Each instruction in a program resides at an address location in program ROM. Under normal operation, the program counter jumps to each program ROM address location sequentially, executing each instruction that exists at each program ROM address location.

Upon triggering of an interrupt, the program counter jumps to the "interrupt vector" address location in program ROM and carries out whatever instruction that exists at that address location. The idea is to have a jump instruction reside at the interrupt vector address location that will then jump the program counter to the start of the interrupt code. At the end of the interrupt code you have a "return from interrupt" instruction that jumps the program counter back to the "pre-interrupt" address location to resume running the main code.

This means that if in the main code you're running a math operation and an interrupt condition exists, the processor will stop what it's doing to execute the interrupt code segment, known as the "interrupt handler". If you're using multiple interrupts, then you write the interrupt code to poll each interrupt flag bit to determine what set the interrupt, then have it jump to the appropriate code segment that the processor is to execute for each interrupt.

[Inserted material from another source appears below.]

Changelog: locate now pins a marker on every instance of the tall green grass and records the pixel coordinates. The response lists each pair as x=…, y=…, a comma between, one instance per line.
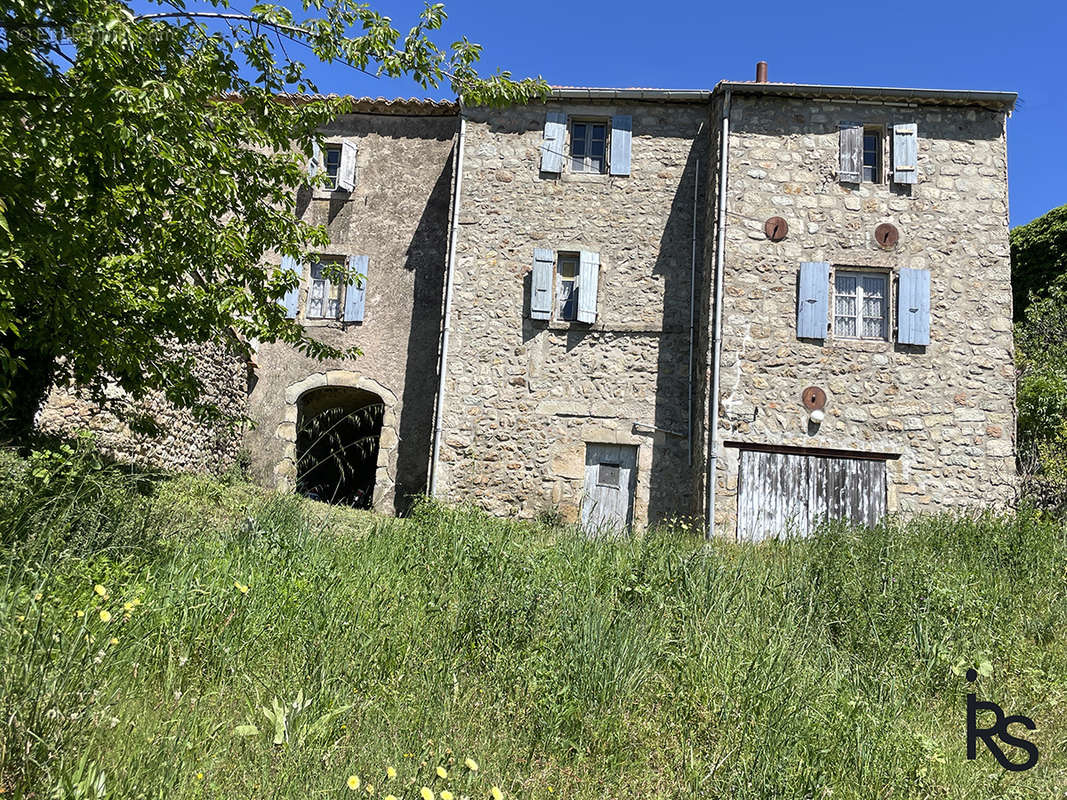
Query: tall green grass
x=656, y=667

It doesn't get much simpler than this. Perhaps it would help if you could tell us exactly which processor you're referring to.
 
If my cpu or processor is doing a mathematical operation in background how will it sense an interrupt,will it be polling a register and performing the mathematical operation simultaneously ?

If the mathematical operation is "atomic" then the operation will be finished before executing the interrupt. Single clock cycle operations are atomic.
 
Ah you're speaking of interrupts and how they pertain to computers. The title threw us off a bit as we thought you were speaking of strictly microcontrollers, not full blown PCs.